While nearly everyone will develop a case of the "blues" at some point during their life, feelings of chronic sadness and depression are more serious. According to the Centers for Disease Control and Prevention (CDC), roughly 1% to 5% of the elderly population suffers from major depression. Rates increase to 13.5%, however, for elderly individuals who require home healthcare.
The Dangers of Depression
If you believe an elderly person whom you care about is suffering from depression, you should take a proactive approach to help that person. Some people assume that depression is a harmless condition, posing little-to-no threat to a person's health. But the reality is that depression increases the risk of a variety of diseases, including dementia, stroke, heart disease, cancer, thyroid disorder, diabetes, and Parkinson's disease.
Common signs of depression may include:
- Social isolation
- Irregular sleeping (trouble sleeping or excessive sleeping)
- Overeating or loss of appetite
- Lack of motivation
- Loss of interest in hobbies and activities
- Declining health and/or loss of desire to maintain good health
What You Can Do
Thankfully, there are steps you can take to help elderly individuals who suffer from depression. First and foremost, encourage the person to stay socially active. Whether it's joining a local center for seniors, visiting the park, or playing board games with friends and family, social interaction is key to nipping depression in the bud.

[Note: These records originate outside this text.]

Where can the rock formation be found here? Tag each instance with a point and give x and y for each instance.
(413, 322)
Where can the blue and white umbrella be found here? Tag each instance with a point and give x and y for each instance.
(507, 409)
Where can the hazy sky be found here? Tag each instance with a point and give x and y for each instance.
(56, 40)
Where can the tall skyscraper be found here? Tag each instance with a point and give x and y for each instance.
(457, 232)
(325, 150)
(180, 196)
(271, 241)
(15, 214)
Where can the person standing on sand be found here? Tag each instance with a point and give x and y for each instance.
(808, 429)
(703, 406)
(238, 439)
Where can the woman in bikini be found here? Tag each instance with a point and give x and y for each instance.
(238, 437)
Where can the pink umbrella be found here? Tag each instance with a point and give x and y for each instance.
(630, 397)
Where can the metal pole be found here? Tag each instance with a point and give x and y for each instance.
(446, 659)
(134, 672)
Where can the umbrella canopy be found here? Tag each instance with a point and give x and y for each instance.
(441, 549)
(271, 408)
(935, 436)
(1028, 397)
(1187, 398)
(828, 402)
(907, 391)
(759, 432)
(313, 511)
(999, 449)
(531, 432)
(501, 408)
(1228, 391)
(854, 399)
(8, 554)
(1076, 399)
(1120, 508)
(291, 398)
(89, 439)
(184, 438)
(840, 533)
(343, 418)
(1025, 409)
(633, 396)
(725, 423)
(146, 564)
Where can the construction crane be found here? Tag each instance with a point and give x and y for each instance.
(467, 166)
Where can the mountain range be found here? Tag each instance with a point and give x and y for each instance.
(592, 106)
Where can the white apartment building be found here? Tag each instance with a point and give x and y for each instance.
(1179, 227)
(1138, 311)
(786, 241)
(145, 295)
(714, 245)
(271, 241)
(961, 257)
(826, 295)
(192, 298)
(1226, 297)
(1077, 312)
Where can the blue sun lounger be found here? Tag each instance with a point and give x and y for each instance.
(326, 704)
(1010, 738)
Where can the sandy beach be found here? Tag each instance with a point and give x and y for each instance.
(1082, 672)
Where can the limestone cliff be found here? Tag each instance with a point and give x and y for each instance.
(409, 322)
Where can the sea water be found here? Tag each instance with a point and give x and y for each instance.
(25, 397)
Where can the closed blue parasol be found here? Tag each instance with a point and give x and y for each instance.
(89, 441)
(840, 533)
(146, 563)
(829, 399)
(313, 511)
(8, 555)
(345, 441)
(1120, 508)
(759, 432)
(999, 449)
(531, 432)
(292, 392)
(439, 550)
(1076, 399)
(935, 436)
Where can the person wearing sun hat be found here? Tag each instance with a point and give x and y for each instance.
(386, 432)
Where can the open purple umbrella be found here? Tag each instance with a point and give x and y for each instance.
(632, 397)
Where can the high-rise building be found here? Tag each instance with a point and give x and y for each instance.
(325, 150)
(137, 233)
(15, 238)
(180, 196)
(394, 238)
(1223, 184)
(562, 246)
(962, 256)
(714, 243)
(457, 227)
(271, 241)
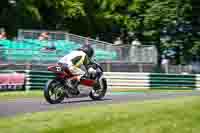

Spending time outdoors can also help combat depression. The sun's ultraviolet (UV) rays stimulate production of vitamin D while also regulating hormone levels. Numerous studies have shown a correlation between depression and lack of sun exposure.
Don't underestimate the importance of exercise, especially for elderly individuals suffering from depression. Encourage the person to engage in low-impact exercises like walking, yoga or swimming, all of which are excellent choices.